El 21 de Septiembre fue elegido, por la OMS y la Federación Internacional del Alzheimer, como el día mundial del Alzheimer, fecha en la que se aprovecha para llevar a cabo acciones y actividades para concienciar a los ciudadanos sobre los problemas de esta enfermedad, así como las dificultades que debe afrontar un paciente.

El Alzheimer es una enfermedad neurológica, degenerativa y terminal que afecta en España,con una de las poblaciones más envejecidas y longevas del mundo, a unas 800.000 personas, lo que supone el 1,71% de la población española, cantidad que se calcula que se duplique en 20 años, mientras que en el mundo entero afecta a 24 millones de personas (0,33%). Los enfermos que la padecen sufren no solo pérdida de memoria, sino también trastornos del lenguaje, irritabilidad, agresión y confusión mental, lo que supone un aislamiento de su entorno. Y, a medida que avanza la enfermedad, las funciones que permiten mantener la vida se van debilitando hasta que acarrean la muerte.

Dicha enfermedad no tiene cura, de momento. Existen tratamientos que intentan disminuir los efectos que ésta provoca, pero lamentablemente no tienen mucho éxito. Sí existen buenas noticias sobre los avances que han conseguido realizar en los últimos años los científicos españoles, especialmente en A Coruña, en el Centro de Investigación Biomédica EuroEspes, donde se ha conseguido desarrollar una vacuna que podría significar su prevención así como la disminución de las dolencias que provoca. Sin embargo, un centro de investigación estadounidense, cuya sede se encuentra en Zaragoza, es dueño de su patente.

Además, esta vacuna ya ha sido probada en ratones que respondieron positivamente pero, la siguiente fase de la investigación, que suponía la experimentación de la vacuna en humanos, se ha visto frenada por la escasez de presupuesto. Resulta lamentable, ya que esta vacuna podría reducir el gasto sanitario del tratamiento en un 30%, el cual actualmente cuesta, por paciente y año, alrededor de 22 mil euros.

La inversión en investigación en España ha descendido, desde el 2009 hasta el 2012, en un 45% (de 9 mil a 5 mil millones de euros), lo que ha provocado una fuga de cerebros de casi 12.000 jóvenes del sector de la investigación en tres años, muchos de los cuales afirman que “una vez que te marchas ya no vuelves”. Mientras, otros investigadores aseguran que esta disminución de la inversión “es un error que pagaremos muy caro (…) perderemos toda una serie de posiciones que nos había costado 20 años ganar”.
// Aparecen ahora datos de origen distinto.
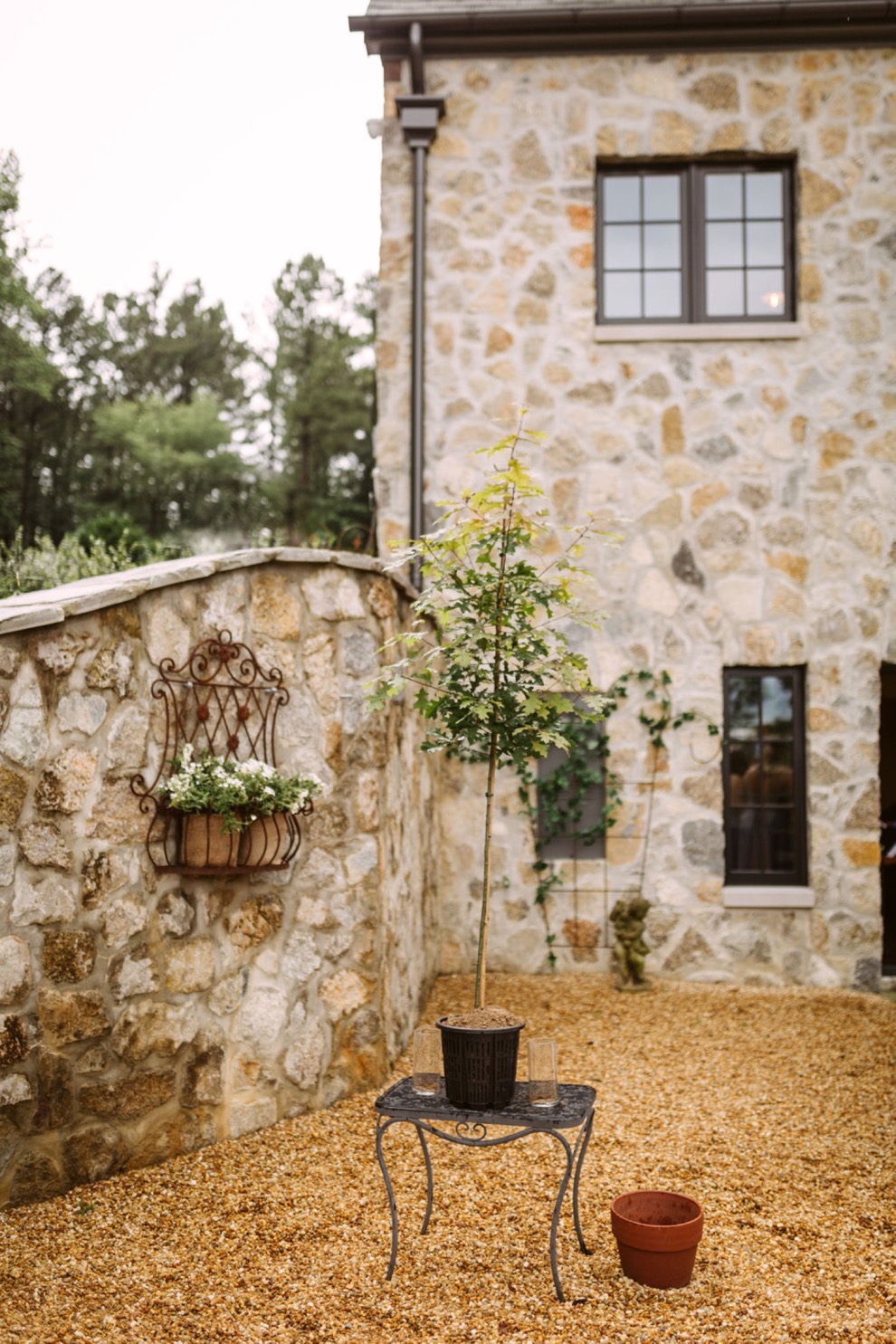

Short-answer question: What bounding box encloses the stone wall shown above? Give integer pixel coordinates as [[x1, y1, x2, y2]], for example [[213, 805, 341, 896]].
[[377, 50, 896, 986], [0, 551, 438, 1206]]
La fuga de cerebros en el área de investigación médica tiene una parte negativa, sí, pero a la vez otra muy positiva. Su ida, sin duda, provoca que disminuya la riqueza que la investigación genera, así como la marcha de su conocimiento (que en su momento fue gracias a la financiación pública española) y con ello su capacidad de captación de recursos, pero no puede permitirse que un “talento” quede desaprovechado. Si el investigador encuentra la posibilidad de poner dichos conocimientos a la práctica en lugares donde sí se puede permitir la inversión, y por lo tanto la contratación de estos especialistas, lo que permite encontrar una cura a enfermedades que afectan a personas en todo el mundo, ¿qué mejor para ellos… y para todos?

La salud es uno de los campos en los que nunca se debería dejar de invertir, no ya solo para evitar y curar dolencias que pueden acabar con nosotros, sino para poder permitirnos una mejor calidad de vida. Después de todo, la esperanza de vida es cada vez mayor.